Album was created 8/5/09 9:27 PM.

The Battle of Gettysburg, fought on July 1–3, 1863, was the battle with the largest number of casualties in the American Civil War and is often consideredas the war's turning point. Fought in and around the town of Gettysburg, Pennsylvania, the Battle of Gettysburg saw 165,000 Union and Confederate soldiers clash in a three day battle that resulted in more than 51,000 casualties.

On the third day of the battle, 12,5000 Confederate soldiers attacked the center of the Union line in an infantry assault called Pickett's Charge. The charge, led by General Pickett, began at an opening in the trees on Seminary Ridge. It required the Confederate soldiers to walk across more than a mile of open fields and uphill into the face of constant cannon, cannister, grapeshot and musket fire.

Over half the soldiers in Pickett's Charge where wounded or killed in this terrible attack. A few hundred Confederate soldiers reached the copse of trees near The Angle (a corner in a low stone wall) on Cemetery Ridge, the planned target of Pickett's Charge. For a few moments they appeared to break the Union lines, but reinforcements poured in and all Confederates who crossed the stone wall were killed or captured. The surviving soldiers in Pickett's Charge struggled back to the opening in the trees on Seminary Ridge and the rest of the Confederate forces.

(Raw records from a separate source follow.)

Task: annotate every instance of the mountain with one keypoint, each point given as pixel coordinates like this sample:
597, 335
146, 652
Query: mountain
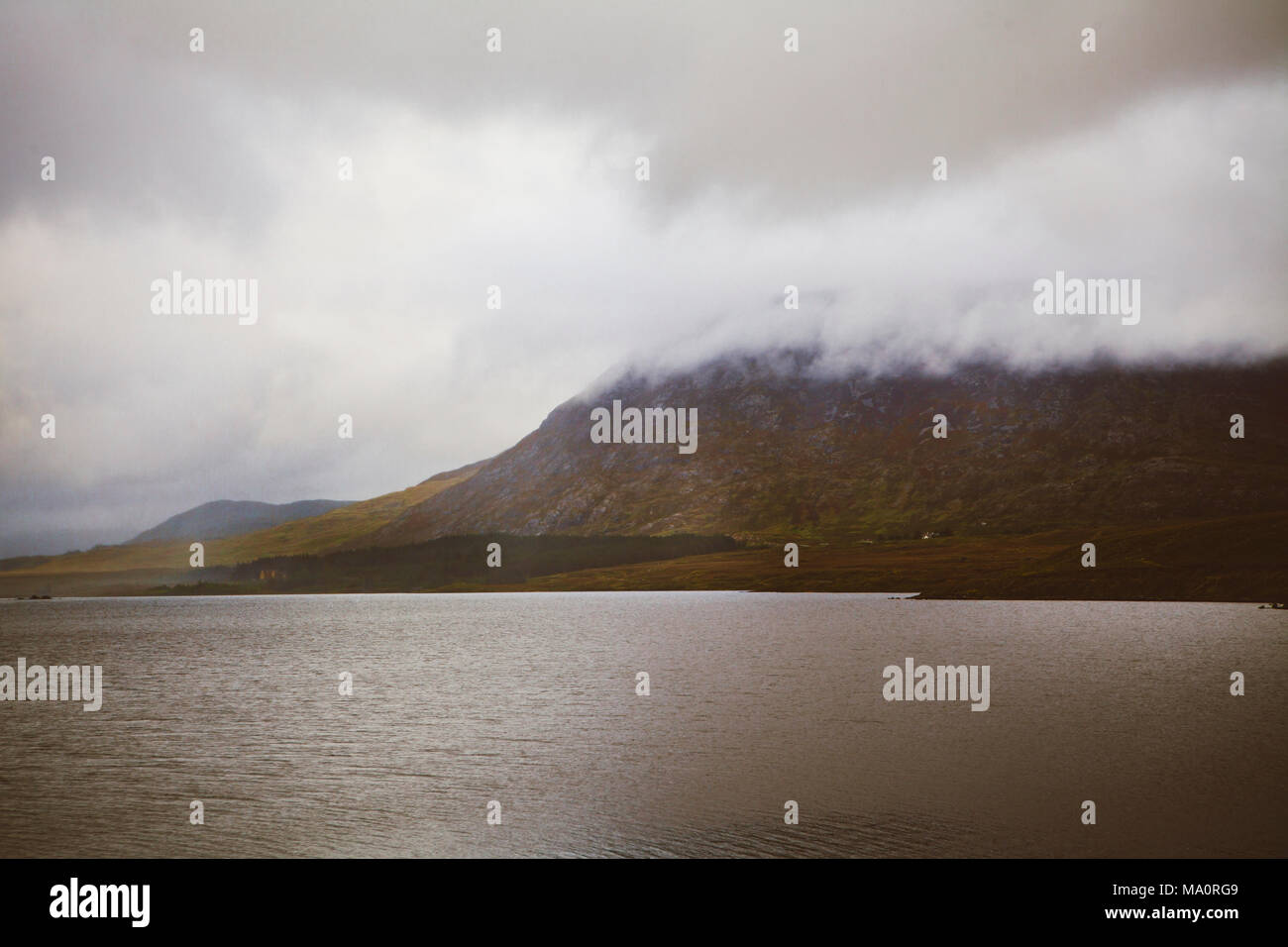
232, 517
786, 451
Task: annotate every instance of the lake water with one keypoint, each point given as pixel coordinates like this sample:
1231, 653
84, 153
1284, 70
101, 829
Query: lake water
755, 699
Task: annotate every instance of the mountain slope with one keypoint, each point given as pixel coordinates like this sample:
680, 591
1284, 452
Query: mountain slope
232, 517
314, 535
785, 454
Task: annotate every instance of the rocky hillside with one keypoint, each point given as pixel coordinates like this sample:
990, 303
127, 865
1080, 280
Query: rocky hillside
232, 517
786, 453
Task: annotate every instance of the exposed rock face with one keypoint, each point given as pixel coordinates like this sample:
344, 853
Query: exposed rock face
784, 453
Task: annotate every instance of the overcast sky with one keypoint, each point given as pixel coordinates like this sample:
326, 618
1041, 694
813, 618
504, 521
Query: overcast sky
516, 169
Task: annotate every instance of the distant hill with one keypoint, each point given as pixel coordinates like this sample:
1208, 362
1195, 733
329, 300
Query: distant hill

Pickett's Charge and represented the farthest point north that Robert E. Lee's forces reached during the Civil War. For this reason the copse of trees is often referred to as the High Water Mark of the Confederacy. In spite of this very momentary success, Pickett's Charge was a disaster for the Confederate forces and ended Robert E. Lee's plan to move his forces north to Harrisburg Pennsylvania and on to Washington DC. While the Civil War continued on for two more years, the Battle of Gettysburg changed the dynamics of the war and General Lee was never truly on the offensive again.

Pickett's Charge was dramatically recreated in the movie Gettysburg. While it isn't historically complete, the movie does show the horrific danger the Confederates faced as they stepped out from the woods on Seminary Ridge.

Today the starting point for Pickett's Charge at the opening in the trees is marked by the Virginia Memorial, topped by a statue of Robert E. Lee on his horse Traveler. A few informational plaques describe the start of the attack, but otherwise the area is remarkably free of memorials or markers. You can walk the route of Pickett's Charge and see the view the Confederate soldiers saw as they attacked The Angle in this ill-fated assault.